Hello Everyone
I am working with a paediatric data set, particularly interested in the basal ganglia. I’ve found FIRST does a poor job of parcellating the subcortical structures for these scans, but I’ve been very happy with the results from MAPER. I’d like to edit the 5ttgen output to replace the sgm volume with the result from MAPER (extracting the relevant parcellations from this and combining to create a binary mask). Feeding this into 5ttedit with the -sgm option then labels the voxels supplied in this mask as sgm, which appears to add to the SGM volume in the 5ttgen output, and subtract these voxels from the other tissue files (gm, wm etc). This works nicely, but there are voxels labelled as the sgm originally, which I’d like to remove, and allocate to generally white matter. Is there an easy way to do that?

Welcome Daniel!

The 5ttedit command is exceptionally simple, essentially just providing an “override” functionality to manually force specific voxels to be specific tissues. The operation you are seeking is actually more complex, and so requires a slightly more sophisticated solution than what that command currently provides.

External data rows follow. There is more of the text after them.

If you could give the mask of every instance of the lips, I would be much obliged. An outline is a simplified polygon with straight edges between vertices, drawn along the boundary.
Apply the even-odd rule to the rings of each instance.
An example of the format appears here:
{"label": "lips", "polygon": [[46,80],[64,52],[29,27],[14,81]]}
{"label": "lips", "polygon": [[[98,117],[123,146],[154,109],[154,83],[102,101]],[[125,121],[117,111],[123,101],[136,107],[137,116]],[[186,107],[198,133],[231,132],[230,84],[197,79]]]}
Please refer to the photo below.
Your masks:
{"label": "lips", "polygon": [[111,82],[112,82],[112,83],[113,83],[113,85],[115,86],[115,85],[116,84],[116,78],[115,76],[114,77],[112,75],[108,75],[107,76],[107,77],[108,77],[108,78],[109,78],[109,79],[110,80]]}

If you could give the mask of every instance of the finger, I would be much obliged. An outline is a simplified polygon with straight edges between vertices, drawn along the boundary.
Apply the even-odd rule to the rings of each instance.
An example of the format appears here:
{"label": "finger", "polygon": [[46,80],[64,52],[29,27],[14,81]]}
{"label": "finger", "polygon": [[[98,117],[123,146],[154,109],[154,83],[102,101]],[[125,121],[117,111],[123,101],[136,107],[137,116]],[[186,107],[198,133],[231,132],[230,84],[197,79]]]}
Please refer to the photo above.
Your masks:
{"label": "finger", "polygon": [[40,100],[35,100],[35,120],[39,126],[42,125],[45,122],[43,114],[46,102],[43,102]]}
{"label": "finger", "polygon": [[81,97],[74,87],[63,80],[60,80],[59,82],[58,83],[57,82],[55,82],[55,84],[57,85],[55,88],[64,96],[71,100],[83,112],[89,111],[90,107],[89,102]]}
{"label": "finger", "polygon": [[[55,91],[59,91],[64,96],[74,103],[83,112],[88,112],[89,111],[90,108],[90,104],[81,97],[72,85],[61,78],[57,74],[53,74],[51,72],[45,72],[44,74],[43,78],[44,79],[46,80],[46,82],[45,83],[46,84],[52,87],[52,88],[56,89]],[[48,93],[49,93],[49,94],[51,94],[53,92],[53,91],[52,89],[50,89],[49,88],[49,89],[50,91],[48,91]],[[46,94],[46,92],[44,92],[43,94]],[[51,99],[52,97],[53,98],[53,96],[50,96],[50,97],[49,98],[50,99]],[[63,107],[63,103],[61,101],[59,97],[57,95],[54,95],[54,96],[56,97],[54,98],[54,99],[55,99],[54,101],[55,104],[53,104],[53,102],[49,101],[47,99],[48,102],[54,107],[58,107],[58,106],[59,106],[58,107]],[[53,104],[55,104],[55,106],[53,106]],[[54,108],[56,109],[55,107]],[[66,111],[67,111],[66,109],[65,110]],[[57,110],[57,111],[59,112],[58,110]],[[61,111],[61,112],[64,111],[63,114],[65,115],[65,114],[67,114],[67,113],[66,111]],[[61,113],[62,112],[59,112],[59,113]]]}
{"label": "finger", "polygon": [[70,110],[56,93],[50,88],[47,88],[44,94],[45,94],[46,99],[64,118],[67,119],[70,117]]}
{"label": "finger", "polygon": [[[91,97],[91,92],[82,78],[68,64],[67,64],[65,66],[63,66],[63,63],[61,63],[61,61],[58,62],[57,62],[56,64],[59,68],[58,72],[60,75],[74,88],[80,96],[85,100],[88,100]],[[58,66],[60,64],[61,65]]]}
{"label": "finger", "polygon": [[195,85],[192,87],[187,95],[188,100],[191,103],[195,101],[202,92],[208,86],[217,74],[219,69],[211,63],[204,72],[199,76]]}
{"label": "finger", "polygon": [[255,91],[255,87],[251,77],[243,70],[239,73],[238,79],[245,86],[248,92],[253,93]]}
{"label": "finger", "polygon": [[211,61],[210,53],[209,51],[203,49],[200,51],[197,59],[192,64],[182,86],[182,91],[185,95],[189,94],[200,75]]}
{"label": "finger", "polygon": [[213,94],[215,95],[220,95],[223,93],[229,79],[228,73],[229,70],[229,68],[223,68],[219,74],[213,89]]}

There’s a number of different options, depending on how complex you want to go. Differences lie in:

  1. Whether or not it’s possible to retain partial volume information (or whether each voxel is 100% one specific tissue);

  2. Whether or not it’s possible for such modifications to be applied subsequent to 5ttgen or whether it needs to be hijacked internally.

To explain point 2, imagine a voxel that is labelled as 100% SGM by FIRST, but that MAPER considers to be 0% SGM. If you are certain that you want the operation to be “anything labelled as SGM by FIRST but not by MAPER should instead be assigned to WM”, then it’s a matter of:

  • Breaking the 5TT image into 3D volumes;
  • Devising the appropriate calculations to be performed by mrcalc in order to derive the desired individual per-tissue partial volume images (such that they will sum to 1.0 in every voxel);
  • Re-concatenating into a 5TT 4D image.

This can however require some gymnastics to get right, as can be seen in the 5ttgen fsl code, as anything that’s added to one tissue needs to be subtracted from others in the appropriate fashion. However if instead you were to say that "anything labelled as SGM by FSL FIRST but not by MAPER should instead retain whatever tissue segmentation was made by FSL fast", this might be impossible to do after 5ttgen, because if 5ttgen labels a voxel as 100% SGM, then the information about how fast labelled that voxel prior to the introduction of information from FIRST is lost in the 5TT output image.

Alternatively, if you prefer the segmentation results from MAPER on your data more generally, and not just specifically for the SGM structures, you might prefer to avoid 5ttgen fsl entirely, and instead have an alternative 5ttgen algorithm that takes the complete output of MAPER and generates from it a 5TT image? I can give you pointers if that’s something you want to try.